A iniciativa do deputado estadual Marcelo Rangel, do PSD, traz mecanismos para identificar esses animais e seus tutores, permitindo ações preventivas e controle eficiente. A medida pode trazer mais tranquilidade para a população e um cuidado maior com os animais.
Conforme informação divulgada pela Assembleia Legislativa do Paraná, o projeto detalha a inclusão de cães que pesem 25 quilos ou mais e cita raças como American Bully, Rottweiler, Pitbull, Doberman e Fila Brasileiro entre as que serão cadastradas.
Objetivos do cadastro e impacto na saúde pública
O projeto de lei destaca que acidentes com mordeduras caninas representam um problema de saúde pública no Paraná, com consequências que vão desde o atendimento médico até impactos psicológicos para as vítimas.
Segundo o deputado Marcelo Rangel, o Cadastro Estadual permitirá ao Estado aprimorar políticas públicas e promover uma convivência segura entre pessoas e animais. “Queremos criar um instrumento de identificação e orientação, promovendo a guarda responsável e prevenindo acidentes. É uma medida de proteção coletiva, que cuida das pessoas e também dos animais”, afirmou o parlamentar.

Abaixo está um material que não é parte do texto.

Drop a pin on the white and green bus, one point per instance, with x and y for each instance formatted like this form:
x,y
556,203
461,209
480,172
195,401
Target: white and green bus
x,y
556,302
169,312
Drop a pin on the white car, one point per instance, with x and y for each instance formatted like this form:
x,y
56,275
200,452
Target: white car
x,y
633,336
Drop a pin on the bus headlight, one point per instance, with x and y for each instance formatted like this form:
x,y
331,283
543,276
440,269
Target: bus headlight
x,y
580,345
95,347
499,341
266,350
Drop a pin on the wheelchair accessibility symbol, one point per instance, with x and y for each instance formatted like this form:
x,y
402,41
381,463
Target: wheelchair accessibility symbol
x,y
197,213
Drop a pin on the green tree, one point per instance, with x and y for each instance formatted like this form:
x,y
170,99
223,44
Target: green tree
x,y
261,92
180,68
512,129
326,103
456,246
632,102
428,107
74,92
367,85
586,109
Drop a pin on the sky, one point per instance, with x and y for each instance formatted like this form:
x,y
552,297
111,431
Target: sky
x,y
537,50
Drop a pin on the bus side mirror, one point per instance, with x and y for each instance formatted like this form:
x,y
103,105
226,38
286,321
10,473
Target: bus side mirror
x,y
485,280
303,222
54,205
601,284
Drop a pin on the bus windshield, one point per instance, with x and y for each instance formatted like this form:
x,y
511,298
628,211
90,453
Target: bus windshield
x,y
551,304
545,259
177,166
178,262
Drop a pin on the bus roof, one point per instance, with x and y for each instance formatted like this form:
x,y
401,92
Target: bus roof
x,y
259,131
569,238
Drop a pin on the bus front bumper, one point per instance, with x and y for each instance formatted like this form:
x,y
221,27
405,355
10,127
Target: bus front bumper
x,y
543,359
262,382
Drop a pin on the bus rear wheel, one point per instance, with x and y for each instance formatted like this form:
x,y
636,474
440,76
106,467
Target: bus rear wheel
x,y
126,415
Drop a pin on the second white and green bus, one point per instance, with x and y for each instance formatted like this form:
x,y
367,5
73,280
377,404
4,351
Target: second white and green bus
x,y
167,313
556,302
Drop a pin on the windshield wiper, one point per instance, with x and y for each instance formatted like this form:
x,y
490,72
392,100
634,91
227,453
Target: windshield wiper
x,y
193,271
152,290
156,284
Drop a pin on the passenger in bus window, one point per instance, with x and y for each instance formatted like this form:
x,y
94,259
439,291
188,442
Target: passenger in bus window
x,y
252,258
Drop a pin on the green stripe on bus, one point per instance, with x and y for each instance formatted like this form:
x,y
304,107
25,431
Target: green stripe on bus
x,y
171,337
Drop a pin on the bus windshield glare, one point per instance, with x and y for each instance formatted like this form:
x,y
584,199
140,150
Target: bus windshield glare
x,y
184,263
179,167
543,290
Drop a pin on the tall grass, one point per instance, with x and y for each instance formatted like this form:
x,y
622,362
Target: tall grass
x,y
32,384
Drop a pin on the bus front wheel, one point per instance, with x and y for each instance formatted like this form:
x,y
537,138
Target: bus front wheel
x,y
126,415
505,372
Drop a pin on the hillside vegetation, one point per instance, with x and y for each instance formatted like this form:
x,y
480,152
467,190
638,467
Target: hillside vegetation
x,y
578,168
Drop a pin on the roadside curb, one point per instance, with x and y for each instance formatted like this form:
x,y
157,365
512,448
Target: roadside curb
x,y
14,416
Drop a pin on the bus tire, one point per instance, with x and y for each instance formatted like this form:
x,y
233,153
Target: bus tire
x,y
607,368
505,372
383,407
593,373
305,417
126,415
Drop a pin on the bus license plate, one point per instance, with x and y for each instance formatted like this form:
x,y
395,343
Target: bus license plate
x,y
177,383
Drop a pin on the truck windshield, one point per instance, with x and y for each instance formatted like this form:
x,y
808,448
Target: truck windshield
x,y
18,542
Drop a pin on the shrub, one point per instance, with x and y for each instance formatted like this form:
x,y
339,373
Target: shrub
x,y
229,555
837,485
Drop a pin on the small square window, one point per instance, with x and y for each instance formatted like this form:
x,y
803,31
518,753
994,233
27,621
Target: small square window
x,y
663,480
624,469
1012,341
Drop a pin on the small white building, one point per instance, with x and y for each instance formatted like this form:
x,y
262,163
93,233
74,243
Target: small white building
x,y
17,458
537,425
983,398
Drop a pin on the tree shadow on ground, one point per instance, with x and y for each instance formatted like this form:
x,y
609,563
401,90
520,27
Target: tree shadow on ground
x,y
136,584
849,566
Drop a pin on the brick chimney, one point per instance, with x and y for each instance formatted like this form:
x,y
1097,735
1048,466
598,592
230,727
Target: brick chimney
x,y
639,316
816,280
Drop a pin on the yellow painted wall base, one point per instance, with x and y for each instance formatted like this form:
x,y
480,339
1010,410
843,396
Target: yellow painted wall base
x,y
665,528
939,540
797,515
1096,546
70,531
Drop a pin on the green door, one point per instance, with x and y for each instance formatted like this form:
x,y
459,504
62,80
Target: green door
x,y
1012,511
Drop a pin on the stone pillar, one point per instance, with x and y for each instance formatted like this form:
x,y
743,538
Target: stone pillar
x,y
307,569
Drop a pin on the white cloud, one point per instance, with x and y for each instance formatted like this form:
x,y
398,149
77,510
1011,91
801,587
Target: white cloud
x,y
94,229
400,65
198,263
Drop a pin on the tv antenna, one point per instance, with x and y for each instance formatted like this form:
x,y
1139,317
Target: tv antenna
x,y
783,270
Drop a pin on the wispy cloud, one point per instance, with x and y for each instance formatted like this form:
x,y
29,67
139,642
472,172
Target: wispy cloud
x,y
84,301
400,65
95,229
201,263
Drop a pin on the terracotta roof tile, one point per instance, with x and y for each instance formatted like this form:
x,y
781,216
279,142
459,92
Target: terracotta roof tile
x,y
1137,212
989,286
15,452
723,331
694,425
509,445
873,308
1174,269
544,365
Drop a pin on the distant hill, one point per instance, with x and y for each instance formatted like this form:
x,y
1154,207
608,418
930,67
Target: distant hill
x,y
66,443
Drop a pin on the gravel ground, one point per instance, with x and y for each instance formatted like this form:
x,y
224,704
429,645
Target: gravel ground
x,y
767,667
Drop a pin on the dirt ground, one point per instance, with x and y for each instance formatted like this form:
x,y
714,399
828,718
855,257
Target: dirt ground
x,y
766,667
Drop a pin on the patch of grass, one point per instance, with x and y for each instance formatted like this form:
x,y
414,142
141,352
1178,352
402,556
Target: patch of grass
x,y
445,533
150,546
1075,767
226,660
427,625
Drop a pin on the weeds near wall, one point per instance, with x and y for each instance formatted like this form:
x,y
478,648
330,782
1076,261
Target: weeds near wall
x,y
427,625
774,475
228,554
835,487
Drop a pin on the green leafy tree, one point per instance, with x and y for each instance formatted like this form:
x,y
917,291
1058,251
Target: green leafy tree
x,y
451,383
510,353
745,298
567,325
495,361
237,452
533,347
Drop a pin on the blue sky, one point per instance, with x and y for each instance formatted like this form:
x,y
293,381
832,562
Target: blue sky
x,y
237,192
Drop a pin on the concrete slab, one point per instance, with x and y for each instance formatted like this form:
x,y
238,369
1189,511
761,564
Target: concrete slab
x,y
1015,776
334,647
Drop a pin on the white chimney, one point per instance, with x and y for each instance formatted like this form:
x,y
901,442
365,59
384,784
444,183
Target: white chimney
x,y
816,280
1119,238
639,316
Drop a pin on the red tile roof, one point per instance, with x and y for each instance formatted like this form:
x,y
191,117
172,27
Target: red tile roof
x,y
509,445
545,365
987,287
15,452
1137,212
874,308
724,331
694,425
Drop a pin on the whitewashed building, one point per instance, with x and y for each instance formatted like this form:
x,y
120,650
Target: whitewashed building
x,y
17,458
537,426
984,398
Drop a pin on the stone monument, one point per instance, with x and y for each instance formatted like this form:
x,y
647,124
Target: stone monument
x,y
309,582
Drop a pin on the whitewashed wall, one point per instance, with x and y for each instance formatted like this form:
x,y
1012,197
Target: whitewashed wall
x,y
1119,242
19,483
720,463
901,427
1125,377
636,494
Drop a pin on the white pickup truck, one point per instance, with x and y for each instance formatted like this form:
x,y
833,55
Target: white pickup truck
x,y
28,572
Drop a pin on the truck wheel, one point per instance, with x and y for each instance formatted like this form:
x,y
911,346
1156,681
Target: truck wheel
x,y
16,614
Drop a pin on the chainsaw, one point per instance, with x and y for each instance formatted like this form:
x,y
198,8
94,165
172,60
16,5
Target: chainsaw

Obrigatoriedade e informações exigidas para o cadastro
De acordo com a proposta, os tutores de cães considerados de grande porte ou pertencentes às raças mencionadas deverão realizar um cadastro eletrônico junto ao Poder Executivo estadual. Este registro deverá conter dados pessoais do responsável, características do animal, histórico sanitário e uma foto atualizada.
Quando disponível, o cadastro também deve incluir o número da identificação via microchip ou Registro Geral Animal (RGA). Será ainda obrigatório registrar formalmente as transferências de guarda, que só terão validade após comunicação ao órgão competente em até 15 dias.
Responsabilidade dos tutores e fiscalização
O projeto define que o tutor será responsável por quaisquer danos ocasionados pelo animal e que a mudança de proprietário só será oficializada mediante notificação formal. Essa medida visa garantir o controle e a responsabilidade sobre animais potencialmente perigosos.
O Poder Executivo será encarregado de regulamentar a lei, fiscalizar seu cumprimento e realizar campanhas educativas para divulgar a importância da guarda responsável e a prevenção de acidentes envolvendo cães.
Sem restrições diretas, foco em orientação e segurança
Diferente de proibições ou limitações diretas sobre a posse, a proposta prioriza a criação de um instrumento de controle e orientação. A intenção é reduzir os riscos à população, promovendo uma guarda consciente e segura, sem limitar a liberdade dos tutores.
O projeto de lei seguirá para análise das comissões na Assembleia Legislativa do Paraná antes de ser votado em plenário.